RIAUPOS.CO - Puluhan masyarakat yang terdiri dari gabungan organisasi masyarakat (ormas) Askar Melayu Riau dan simpatisan putra daerah tampak sibuk berdiri di depan gapura setengah jadi yang berada tepat di depan Jalan Karet atau Jalan Leimena. Dengan wajah marah, mereka menyegel gapura tersebut untuk sementara waktu, Kamis (15/10). Mereka menutup akses agar pengerjaan gapura tak dilanjutkan.
Kemarahan ormas ini didasari dari desain pembangunan gapura yang dinilai tidak memiliki unsur Melayu Riau. Seperti dilihat, gapura dibangun dengan nuansa etnis Tionghoa yang begitu kental dengan berbagai ukiran dan ornamennya. Hal tersebut dinilai ormas dan simpatisan putra daerah melayu tidak menjunjung marwah Melayu sebagai tempat gapura didirikan.
Dikatakan Ketua Ormas Askar Melayu Riau, Zul Alis yang ikut menyegel gapura, mereka menolak adanya pembangunan gapura dengan etnis Tionghoa di tanah Melayu. Hal tersebut sebelumnya juga sudah dibacarakan dengan ketua himpunan masyarakat Tionghoa yang bermukim di Jalan Karet.
”Beberapa waktu lalu, kami sempat duduk bersama dengan ketua masyarakat Tionghoa membicarakan masalah desain gapura. Tokoh budayawan Melayu, alm Tennas Effendi pun turut memberikan masukan tentang desain yang harus ada unsur Melayu. Saat itu, pihak Tionghoa mengaku akan mengikuti keputusan dengan mengganti ornamen gapura dengan ornamen khas Melayu. Namun, hingga hari ini tak kunjung diindahkan,” ujarnya kepada Riau Pos.
Mereka juga sudah melaporkan peristiwa tersebut kepada Lembaga Adat Melayu (LAM) Riau. Menurut Zul Alis, LAM Riau hanya memberi janji untuk merombak gapura tersebut. Namun, tak kunjung ada tindakan nyata. Ia menilai upaya penyelesaian masalah tersebut diulur-ulur oleh pihak LAM Riau sendiri.
Berangkat dari kekecewaan tersebut, ia dan ormas serta masyarakat berinisiatif untuk menyegel gapura. Mereka tak ingin marwah melayu luntur dan tergerus oleh etnis lain.

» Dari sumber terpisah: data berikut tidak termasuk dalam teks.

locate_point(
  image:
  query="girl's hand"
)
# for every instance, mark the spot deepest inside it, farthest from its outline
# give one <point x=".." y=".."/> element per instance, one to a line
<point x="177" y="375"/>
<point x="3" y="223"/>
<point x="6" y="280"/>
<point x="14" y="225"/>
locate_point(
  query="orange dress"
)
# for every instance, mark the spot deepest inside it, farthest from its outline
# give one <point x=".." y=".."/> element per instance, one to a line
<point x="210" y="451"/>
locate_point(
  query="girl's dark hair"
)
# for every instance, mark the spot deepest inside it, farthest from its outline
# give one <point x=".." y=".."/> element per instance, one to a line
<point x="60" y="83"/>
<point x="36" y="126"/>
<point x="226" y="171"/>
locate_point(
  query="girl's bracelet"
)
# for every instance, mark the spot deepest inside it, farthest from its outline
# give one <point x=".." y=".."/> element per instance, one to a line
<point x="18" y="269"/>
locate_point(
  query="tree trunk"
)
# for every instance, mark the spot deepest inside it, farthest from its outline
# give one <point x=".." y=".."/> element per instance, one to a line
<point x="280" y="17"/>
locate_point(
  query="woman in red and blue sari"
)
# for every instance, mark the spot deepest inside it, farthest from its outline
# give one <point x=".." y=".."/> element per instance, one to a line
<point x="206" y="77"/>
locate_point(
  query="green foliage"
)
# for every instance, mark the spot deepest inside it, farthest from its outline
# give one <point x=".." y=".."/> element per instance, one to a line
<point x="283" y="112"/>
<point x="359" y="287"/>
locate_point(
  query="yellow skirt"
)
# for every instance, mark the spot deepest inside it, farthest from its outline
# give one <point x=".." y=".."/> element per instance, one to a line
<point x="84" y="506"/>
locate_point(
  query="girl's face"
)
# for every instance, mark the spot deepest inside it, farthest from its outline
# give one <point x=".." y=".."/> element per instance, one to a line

”Jika kita biarkan gapura dengan ornamen Tionghoa ini tetap berdiri, lambat laun bukan tidak mungkin etnis lain diluar melayu ikut-ikutan melakukan hal yang sama. Jika sudah begitu, tidak ada lagi yang namanya sentuhan melayu dinegeri sendiri. Tidak ada lagi pepatah dimana bumi dipijak, disitu langit dijunjung,” tegas Zul Alis kepada Riau Pos, Kamis (15/10).
Ia dan masyarakat Melayu lainnya yang tergabung dalam aksi penyegelan mengaku kecewa dengan tindakan oknum pengurus LAM Riau yang tidak tegas menanggapi hal yang dinilai melunturkan marwah melayu tersebut. Pasalnya, polemik ini sudah mencual sekitar dua tahun lalu. Namun, masih belum ada titik terang hingga hari ini.(cr3/yls)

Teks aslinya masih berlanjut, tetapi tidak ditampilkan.